Still, if they beat New Zealand on Saturday they will know that in the most important aspect - the playing of the game - they are not the All Blacks' inferiors, and there have not been many Lions through the century who have been able to say that.

The McGeechan prospectus was clear from day one, nearly two months' ago: the Lions had in effect to become more All Black than the All Blacks. The fact that they turned out to have an infinitely more dynamic strike-force on the wide outside (and occasionally down the middle) was an occasionally handsome bonus.

This meant many things but perhaps the biggest was that they had to tackle as strongly and lay their bodies on the line just as readily as an All Black. In other words, the main responsibility devolved on the forwards.
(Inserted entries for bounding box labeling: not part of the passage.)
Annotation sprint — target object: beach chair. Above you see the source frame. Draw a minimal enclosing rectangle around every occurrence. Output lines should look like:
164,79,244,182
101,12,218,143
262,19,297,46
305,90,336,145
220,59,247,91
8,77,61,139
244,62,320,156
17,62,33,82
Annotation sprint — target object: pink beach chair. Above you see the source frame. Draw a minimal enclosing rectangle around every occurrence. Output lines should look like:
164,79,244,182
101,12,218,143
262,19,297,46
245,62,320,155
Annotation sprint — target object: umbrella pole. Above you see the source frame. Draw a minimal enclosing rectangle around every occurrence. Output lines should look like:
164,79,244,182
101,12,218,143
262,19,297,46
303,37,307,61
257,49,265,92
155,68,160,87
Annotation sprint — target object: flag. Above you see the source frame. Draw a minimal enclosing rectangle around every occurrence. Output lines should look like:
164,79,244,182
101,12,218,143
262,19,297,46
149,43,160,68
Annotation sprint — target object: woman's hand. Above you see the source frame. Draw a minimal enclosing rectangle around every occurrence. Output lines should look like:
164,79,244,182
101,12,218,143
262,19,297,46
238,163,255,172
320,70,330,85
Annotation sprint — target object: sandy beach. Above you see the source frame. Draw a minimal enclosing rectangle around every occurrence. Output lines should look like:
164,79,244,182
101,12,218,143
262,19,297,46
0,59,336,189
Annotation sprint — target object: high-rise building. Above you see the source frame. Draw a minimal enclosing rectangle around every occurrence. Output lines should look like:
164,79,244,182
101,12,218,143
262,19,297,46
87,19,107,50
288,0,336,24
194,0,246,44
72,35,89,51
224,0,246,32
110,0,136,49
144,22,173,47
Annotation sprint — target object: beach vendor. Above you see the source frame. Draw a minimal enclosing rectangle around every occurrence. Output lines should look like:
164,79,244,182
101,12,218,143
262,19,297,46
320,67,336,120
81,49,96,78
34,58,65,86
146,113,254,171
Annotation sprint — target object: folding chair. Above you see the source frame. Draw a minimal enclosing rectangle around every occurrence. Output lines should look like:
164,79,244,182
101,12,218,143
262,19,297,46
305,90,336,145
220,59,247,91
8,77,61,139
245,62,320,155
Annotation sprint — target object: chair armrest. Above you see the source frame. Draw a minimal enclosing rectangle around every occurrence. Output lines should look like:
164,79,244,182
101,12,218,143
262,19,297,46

They - the Test pack, that is - have discharged it magnificently and will do so again on Saturday.

'If you don't compete at the things they are good at, then you are on the back foot immediately,' McGeechan said yesterday. 'It's very different from the environment we play in at home. I'm conscious I've asked players to do things differently here from the way they would be expected or allowed to do at home.'

The majority have responded to the need for unswerving concentration, for adaptability, for - bringing it down to specifics at last - the need to win loose ball after loose ball in a manner they would not even contemplate in domestic rugby. A minority have not.

'The game is moving quickly,' McGeechan said. 'One of our penalties in the second Test was on our fifth or sixth recycled ball. You don't see that at home because players don't think that way. That's the way Australia and New Zealand do it and we have to fit into that environment because if you want to win World Cups these are the people you have to beat, not the home unions.

'The more we can get administrators, coaches, referees and players together, the more chance we have to get it right. The more we have an overall view of the way the game is going, the better chance we have of lifting World Cups.'

It is a nice idea but when McGeechan returns we may be sure that the only thing that will happen is that the four home unions, having been temporarily brought together under the Lions' banner, will go their separate ways. It is the fact of the Lions' life that they come together, go on tour and then break up again.

Now Carwyn James, coach of the '71 side who won a Test series here in New Zealand, wanted the Lions to play regular Tests at home, not least so that they would have a better chance whenever they went away. The idea had great merit but that, alas, is another story.